Gorbachev’s reform efforts, prospective owners often face waits of three to five years and a bewildering array of government regulations before receiving their operating licences. Earlier this year, the government ordered the closure of most co-ops offering medical services, as well as others which showed videotapes of popular movies that often were not available in regular theatres. Other businesses in the cultural sector, including private schools and publishers of scientific and literary works, were banned entirely—in order to “remove negative phenomena,” according to a spokes-

man for the justice ministry. But outside Moscow, many co-ops have disregarded the orders and remain open. Yevgeni Mitta of the Chekhov Street Art Gallery said that his group began approaching government officials with inquiries about a licence three years ago, when public discussions first began. After investing more than $900,000 in renovations to the gallery, said Mitta, “we still had no formal guarantee that we would be able to open.” The gallery finally received its licence in April, and, said Mitta, “We regard this as a minor miracle. To people in the West, receiving such a piece of paper does not seem like such a big deal. But this is the Soviet Union, where any delay can happen.”

Even then, operating obstacles can be formidable. Sergei Dyomkin, the chairman of a construction co-operative, recently described the frustrations his group faced while trying to buy supplies from the state to build summer cottages. Said Dyomkin: “We buy trucks at

seven times the price the state buys them for, and building materials at twice the price.” As a result, he said, cottages once built and leased for $15,000 now cost three times as much. In fact, some government officials appear prepared to accept co-operatives only when their prices are not directly competitive. Said prominent Soviet economist Gavriil Popov, a strong supporter of the co-operative movement: “When co-operative prices are higher than the state ones, the monopoly and omnipotence of the state sector are intact. If the prices of cooperatives are lower than the state ones, then it is not just a taxi driver or a photographer who is in trouble, but the whole system.” Some co-operatives have also attracted unwanted attention from another group. Last year, Alexander Gurov, a specialist on organized crime with the Soviet ministry of internal affairs, said that co-operatives have become favorite targets of the country’s growing number of organized crime groups. The groups use the co-operatives to launder profits from drug sales. At the same time, cooperative owners say that they have an increasing problem with organized crime groups attempting to extort protection money from them. Earlier this year, several Moscow cafés were vandalized, and customers in one café were slightly wounded when two men, brandishing knives, set the restaurant on fire. At Yusufs, Moscow’s only Jewish co-operative restaurant, founder Yusuf Peresovsky said that vandals have broken the front window several times. Declared Peresovsky: “Being threatened is a fact of life we have come to recognize.”

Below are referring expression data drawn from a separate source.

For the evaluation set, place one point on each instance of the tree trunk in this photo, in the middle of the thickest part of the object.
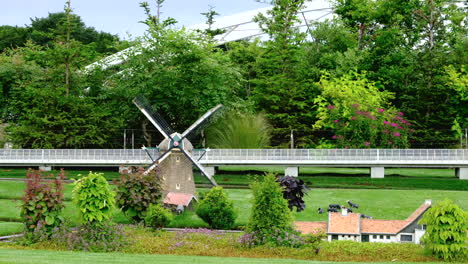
(146, 133)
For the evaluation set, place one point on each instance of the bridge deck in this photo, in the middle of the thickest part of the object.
(214, 157)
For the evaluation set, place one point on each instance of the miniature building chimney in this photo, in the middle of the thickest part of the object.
(344, 211)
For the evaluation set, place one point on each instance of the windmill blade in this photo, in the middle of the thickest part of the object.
(201, 120)
(210, 177)
(156, 162)
(156, 119)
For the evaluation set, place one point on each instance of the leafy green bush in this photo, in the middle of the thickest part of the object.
(42, 204)
(157, 216)
(270, 213)
(216, 209)
(104, 237)
(94, 198)
(293, 191)
(445, 235)
(136, 192)
(240, 130)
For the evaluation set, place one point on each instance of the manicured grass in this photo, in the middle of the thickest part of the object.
(380, 204)
(24, 256)
(389, 182)
(8, 228)
(319, 171)
(20, 173)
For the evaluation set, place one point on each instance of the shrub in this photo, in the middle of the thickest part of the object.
(136, 192)
(216, 209)
(445, 235)
(94, 198)
(293, 191)
(275, 238)
(157, 216)
(42, 204)
(270, 213)
(104, 237)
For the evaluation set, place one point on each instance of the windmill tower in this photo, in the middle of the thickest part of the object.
(175, 160)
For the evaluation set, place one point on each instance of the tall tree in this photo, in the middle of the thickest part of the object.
(281, 91)
(181, 73)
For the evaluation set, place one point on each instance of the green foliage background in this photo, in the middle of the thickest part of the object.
(412, 52)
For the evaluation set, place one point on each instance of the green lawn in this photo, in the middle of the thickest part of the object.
(21, 256)
(70, 174)
(380, 204)
(316, 171)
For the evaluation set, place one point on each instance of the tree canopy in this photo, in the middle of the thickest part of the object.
(391, 72)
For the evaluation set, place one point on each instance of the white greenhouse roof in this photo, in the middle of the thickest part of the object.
(238, 26)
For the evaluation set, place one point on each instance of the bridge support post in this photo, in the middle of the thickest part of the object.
(461, 173)
(45, 168)
(377, 172)
(291, 171)
(210, 170)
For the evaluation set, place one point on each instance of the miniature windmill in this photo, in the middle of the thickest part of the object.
(175, 159)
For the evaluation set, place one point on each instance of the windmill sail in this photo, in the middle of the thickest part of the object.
(156, 119)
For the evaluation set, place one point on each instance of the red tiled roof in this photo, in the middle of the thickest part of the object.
(311, 227)
(353, 224)
(178, 198)
(376, 226)
(349, 224)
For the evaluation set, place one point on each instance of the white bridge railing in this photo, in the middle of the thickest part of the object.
(239, 156)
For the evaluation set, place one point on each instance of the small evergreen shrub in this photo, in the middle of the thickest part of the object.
(136, 192)
(216, 209)
(94, 198)
(446, 232)
(270, 213)
(157, 216)
(42, 205)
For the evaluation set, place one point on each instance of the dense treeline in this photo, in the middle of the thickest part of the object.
(383, 73)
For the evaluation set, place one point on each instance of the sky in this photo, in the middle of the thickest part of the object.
(120, 16)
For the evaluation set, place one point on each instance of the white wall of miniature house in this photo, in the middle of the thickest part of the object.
(383, 238)
(356, 238)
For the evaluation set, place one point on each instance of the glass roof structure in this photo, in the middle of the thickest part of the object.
(237, 27)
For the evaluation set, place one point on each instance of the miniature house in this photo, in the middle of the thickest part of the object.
(351, 226)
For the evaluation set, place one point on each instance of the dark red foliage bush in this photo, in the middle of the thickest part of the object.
(42, 202)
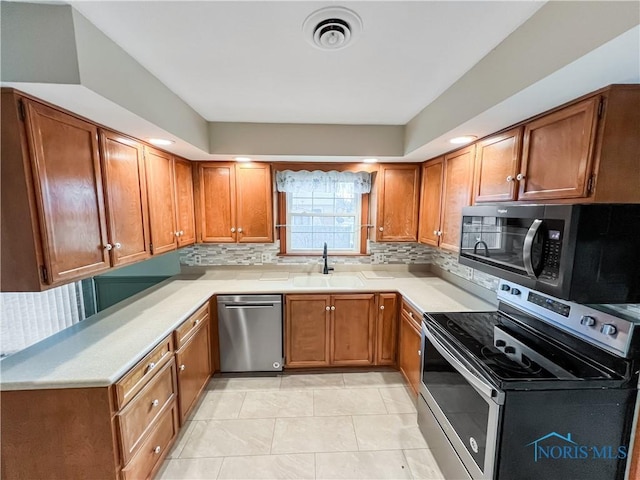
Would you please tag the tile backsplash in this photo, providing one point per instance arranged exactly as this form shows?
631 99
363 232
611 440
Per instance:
387 253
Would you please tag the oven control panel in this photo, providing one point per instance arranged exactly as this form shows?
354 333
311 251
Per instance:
598 328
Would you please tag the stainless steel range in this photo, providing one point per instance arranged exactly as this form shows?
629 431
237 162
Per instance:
540 389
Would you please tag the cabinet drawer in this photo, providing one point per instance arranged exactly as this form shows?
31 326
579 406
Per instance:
154 448
136 418
412 313
188 327
138 376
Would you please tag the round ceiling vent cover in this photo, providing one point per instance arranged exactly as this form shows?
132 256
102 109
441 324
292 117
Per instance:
332 28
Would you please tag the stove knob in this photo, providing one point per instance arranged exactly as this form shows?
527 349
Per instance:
609 329
587 320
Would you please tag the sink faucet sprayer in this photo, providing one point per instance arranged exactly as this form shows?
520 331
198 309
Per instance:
326 268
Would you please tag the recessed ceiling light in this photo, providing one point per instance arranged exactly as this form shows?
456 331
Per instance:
463 139
161 142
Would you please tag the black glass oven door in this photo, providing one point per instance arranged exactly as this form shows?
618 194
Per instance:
468 416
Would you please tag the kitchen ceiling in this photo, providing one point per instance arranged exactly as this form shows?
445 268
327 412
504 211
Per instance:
226 78
250 62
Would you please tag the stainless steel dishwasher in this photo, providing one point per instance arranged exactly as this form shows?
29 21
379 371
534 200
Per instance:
250 329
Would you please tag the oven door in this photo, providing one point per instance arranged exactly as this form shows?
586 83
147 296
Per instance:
466 406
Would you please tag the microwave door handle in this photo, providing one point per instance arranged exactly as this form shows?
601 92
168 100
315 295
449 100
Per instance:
483 387
527 247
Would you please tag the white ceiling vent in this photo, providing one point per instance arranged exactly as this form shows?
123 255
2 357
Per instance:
332 28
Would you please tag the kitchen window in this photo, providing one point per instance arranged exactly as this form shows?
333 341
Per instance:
318 207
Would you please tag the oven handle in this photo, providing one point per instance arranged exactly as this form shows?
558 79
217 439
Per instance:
482 386
527 247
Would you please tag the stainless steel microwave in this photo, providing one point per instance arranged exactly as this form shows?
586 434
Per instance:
583 253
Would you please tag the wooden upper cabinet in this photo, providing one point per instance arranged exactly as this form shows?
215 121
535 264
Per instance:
160 188
386 328
430 201
235 203
254 203
456 194
125 198
398 189
307 330
185 222
353 320
497 166
557 153
68 191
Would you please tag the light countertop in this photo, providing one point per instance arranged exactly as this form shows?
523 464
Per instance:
98 351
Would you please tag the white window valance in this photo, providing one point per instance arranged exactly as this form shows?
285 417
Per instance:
318 181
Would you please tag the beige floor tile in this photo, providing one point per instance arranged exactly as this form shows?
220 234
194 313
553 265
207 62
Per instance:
299 466
422 464
373 380
317 381
220 438
362 465
277 404
388 432
356 401
190 469
219 405
244 384
314 434
183 436
398 400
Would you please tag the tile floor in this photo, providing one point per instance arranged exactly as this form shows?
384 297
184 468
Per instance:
298 426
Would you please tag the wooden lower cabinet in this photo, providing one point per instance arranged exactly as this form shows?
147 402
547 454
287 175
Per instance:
409 348
340 330
194 368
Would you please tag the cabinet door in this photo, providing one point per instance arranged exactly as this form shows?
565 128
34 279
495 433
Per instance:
307 330
125 198
398 191
160 189
68 187
557 153
194 369
409 352
456 193
186 227
430 199
497 163
386 329
254 203
217 209
353 320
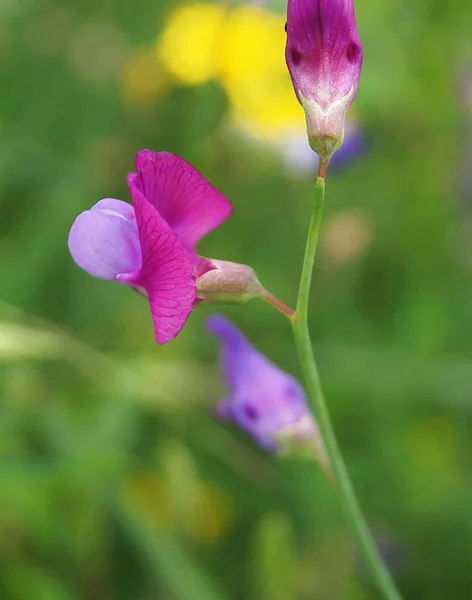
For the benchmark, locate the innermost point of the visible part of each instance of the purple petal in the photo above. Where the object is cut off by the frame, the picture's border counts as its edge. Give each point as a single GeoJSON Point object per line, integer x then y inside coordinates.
{"type": "Point", "coordinates": [116, 207]}
{"type": "Point", "coordinates": [263, 399]}
{"type": "Point", "coordinates": [104, 243]}
{"type": "Point", "coordinates": [166, 274]}
{"type": "Point", "coordinates": [323, 51]}
{"type": "Point", "coordinates": [190, 205]}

In spite of such problems, few co-operative workers openly regret their involvement. Soviet government figures released earlier this year show that the average co-op worker makes between $700 and $900 a month—or more than twice the national average. And, they say, the intangible benefits of making their own decisions are substantial. At the Chekhov Street Art Gallery, paintings by local artists are on sale for between $900 and $37,000. Said curator Mitta, whose work is also on display: “This gallery is my life, not just a way to make a living. Here we can see and buy and sell the things we want.” Now, supporters of the co-op movement must convince more skeptical Soviets that their newfound freedom of choice is worth almost any price.